Por vezes a mão que fere não se detém nem mesmo diante da inocência de crianças ou da tortura de uma mãe.

Creio, meus Irmãos, que a missão principal da Igreja, hoje, é de ser, no mundo, criadora e pregoeira de amor. Hoje como ontem, como sempre, mas hoje com urgência singular.

Não pretendo dizer com isto que ela não deva atender, com fraudada fidelidade, a todos os outros encargos seus.

Em particular, não pode renunciar a ser, hoje como sempre, e talvez com empenho ainda maior, mestra de Verdade. A Igreja não pode faltar ao próprio dever, e não prestaria certamente bom serviço, nem a ela mesma nem à humanidade, se o fizesse.

Mas não podemos esquecer nunca aquele áureo princípio que nos vem do Apóstolo Paulo: "Praticando a verdade na caridade" (Ef 4;15).

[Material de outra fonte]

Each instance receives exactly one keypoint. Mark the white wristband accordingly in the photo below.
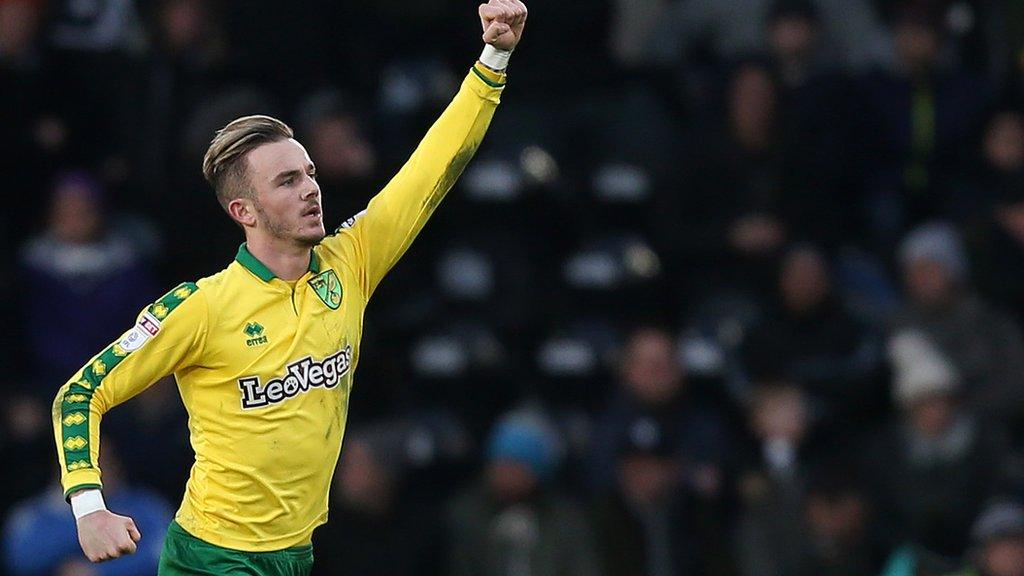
(86, 502)
(494, 58)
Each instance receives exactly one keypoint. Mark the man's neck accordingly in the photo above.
(288, 262)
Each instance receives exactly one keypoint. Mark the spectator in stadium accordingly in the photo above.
(995, 199)
(731, 222)
(809, 338)
(513, 522)
(381, 530)
(771, 480)
(83, 277)
(651, 523)
(40, 537)
(184, 68)
(935, 465)
(984, 344)
(653, 391)
(347, 164)
(997, 537)
(856, 38)
(832, 532)
(913, 119)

Oxalá a Igreja, a Igreja na Itália, seja hoje verdadeiramente "sacramento ou sinal e instrumento... da unidade de todo o género humano" (Lumen Gentium, 1). Oxalá a comunhão que interiormente a une, tornando os seus fiéis "uma coisa só", como o Pai e o Filho o são (cf. Jo 17, 11), seja exemplo e fermento de compreensão e de fraternidade entre todos os cidadãos.

Sintam todos na Igreja, mesmo os que estão menos perto, uma Mãe; em cada um dos seus Pastores, um pai; em todos os filhos dela, irmãos.

Ocorre-me agora uma palavra do Papa João XXIII, mais murmurada como às vezes lhe acontecia, nas conversas — do que modulada: "A Igreja tem muitos inimigos, mas ela não é inimiga de ninguém".

Sintam todos, na Igreja, uma amiga! E aprendam dela e dos seus filhos, mais com o exemplo do que com a Palavra, a lição do amor.

Do seu leito de hospital, tornado cátedra e altar, o Papa fez ressoar, no domingo passado, a eterna palavra do amor evangélico: "Peço pelo irmão que me feriu, a quem sinceramente perdoei".

Destas palavras, destes exemplos, que a nós toca o doce, embora não fácil, dever de repetir cada dia, respeito de todos, mesmo daqueles que de nós se afastaram: destas palavras, destes exemplos, tem o mundo necessidade!